La condanna dei regimi rossi non viene tradotta
Intervista di Andrea Morigi
a Giovanni Cantoni
Ma quel «communistarum» diventa ” taluni regimi”, ” plusieurs régimes”, ” several regimes” e “certos regimes” rispettivaniente nelle versioni italiana, francese, inglese e portoghese.
Nessuno nota la differenza, finché Giovanni Cantoni, presidente di Alleanza Cattolica e direttore della rivista “Cristianità” lancia l’allarme: «L’errore è impossibile», spiega dopo la lettura sinottica. Quindi, il gesto «si presenta chiaramente come una manipolazione e diventa superfluo ogni commento».
Invece un commento glielo chiedo. Hanno fatto un favore a qualcuno? Non sarà mica un tentativo di ostpolitik in ritardo di 30-40 anni?

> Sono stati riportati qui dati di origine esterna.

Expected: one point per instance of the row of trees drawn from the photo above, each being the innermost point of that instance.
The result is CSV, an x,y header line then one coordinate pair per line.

«No, mi sembra più un gesto di un nostalgico. Un colpo di coda che gli è riuscito bene e ha posto le premesse per la descrizione di una vulgata che concentrasse tutta l’attenzione su un Papa sofferente. Il che è vero: ultimamente soffriva. Non c’è dubbio. Ma si è ingigantito questo aspetto occultando il profilo degli altri gesti compiuti dal Pontefice nella vita della Chiesa e in quella politico sociale».
Cosa sarebbe accaduto se avessero tolto la parola nazismo? Anche nel resto della versione italiana non compare con precisione il riferimento al “nazionalsocialismo”, chiamato sbrigativamente “nazismo”. Sarà mica un’idiosincrasia verso l’ideologia di Marx?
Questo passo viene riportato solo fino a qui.